# MODULE
Base class for all neural network modules.

Your models should also subclass this class.

Modules can also contain other Modules, allowing to nest them in a tree structure. You can assign the submodules as regular attributes:

In [1]:
import torch
import torch.nn as nn
import torch.nn.functional as F

class Model(nn.Module):
    def __init__(self):
        super().__init__()
        self.conv1 = nn.Conv2d(1, 20, 5) #module也可以包含其他module
        self.conv2 = nn.Conv2d(20, 20, 5)

    def forward(self, x):
        x = F.relu(self.conv1(x))
        return F.relu(self.conv2(x))

In [2]:
# apply(fn): Applies fn recursively to every submodule (as returned by .children()) as well as self. 
# Typical use includes initializing the parameters of a model.
@torch.no_grad()
def init_weights(m): # m为modules
    print(m)
    if type(m) == nn.Linear:
        m.weight.fill_(1.0)
        print(m.weight)
net = nn.Sequential(nn.Linear(2, 2), nn.Linear(2, 1))
net.apply(init_weights) # apply最后会作用在自身module上

Linear(in_features=2, out_features=2, bias=True)
Parameter containing:
tensor([[1., 1.],
        [1., 1.]], requires_grad=True)
Linear(in_features=2, out_features=1, bias=True)
Parameter containing:
tensor([[1., 1.]], requires_grad=True)
Sequential(
  (0): Linear(in_features=2, out_features=2, bias=True)
  (1): Linear(in_features=2, out_features=1, bias=True)
)


Sequential(
  (0): Linear(in_features=2, out_features=2, bias=True)
  (1): Linear(in_features=2, out_features=1, bias=True)
)

#### More APIs can be found [here](https://pytorch.org/docs/stable/generated/torch.nn.Module.html#torch.nn.Module).

## Introduce API
### Part of the class [nn.Module](https://pytorch.org/docs/stable/generated/torch.nn.Module.html#torch.nn.Module) source code is cited below

#### \_\_init__(),   register_buffer(),   register_parameter(),   add_module(),   get_submodule()等函数

In [None]:
    ...... # 前面内容省略
    
    def __init__(self) -> None: # 构造函数
        """
        Initializes internal Module state, shared by both nn.Module and ScriptModule.
        """
        torch._C._log_api_usage_once("python.nn_module")

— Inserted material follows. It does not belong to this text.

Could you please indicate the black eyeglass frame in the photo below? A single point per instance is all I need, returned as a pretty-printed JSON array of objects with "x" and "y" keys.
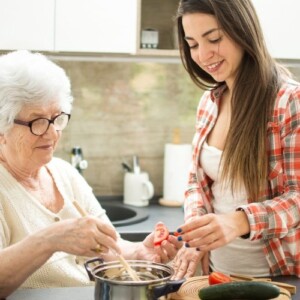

        self.training = True  #默认training=True，所以dropout，BN等都默认遵循training=True的情况
        self._parameters: Dict[str, Optional[Parameter]] = OrderedDict()  #成员变量储存类型多为字典
        self._buffers: Dict[str, Optional[Tensor]] = OrderedDict()
        self._non_persistent_buffers_set: Set[str] = set()
        self._backward_hooks: Dict[int, Callable] = OrderedDict()
        self._is_full_backward_hook = None
        self._forward_hooks: Dict[int, Callable] = OrderedDict()
        self._forward_pre_hooks: Dict[int, Callable] = OrderedDict()
        self._state_dict_hooks: Dict[int, Callable] = OrderedDict()
        self._load_state_dict_pre_hooks: Dict[int, Callable] = OrderedDict()
        self._modules: Dict[str, Optional['Module']] = OrderedDict()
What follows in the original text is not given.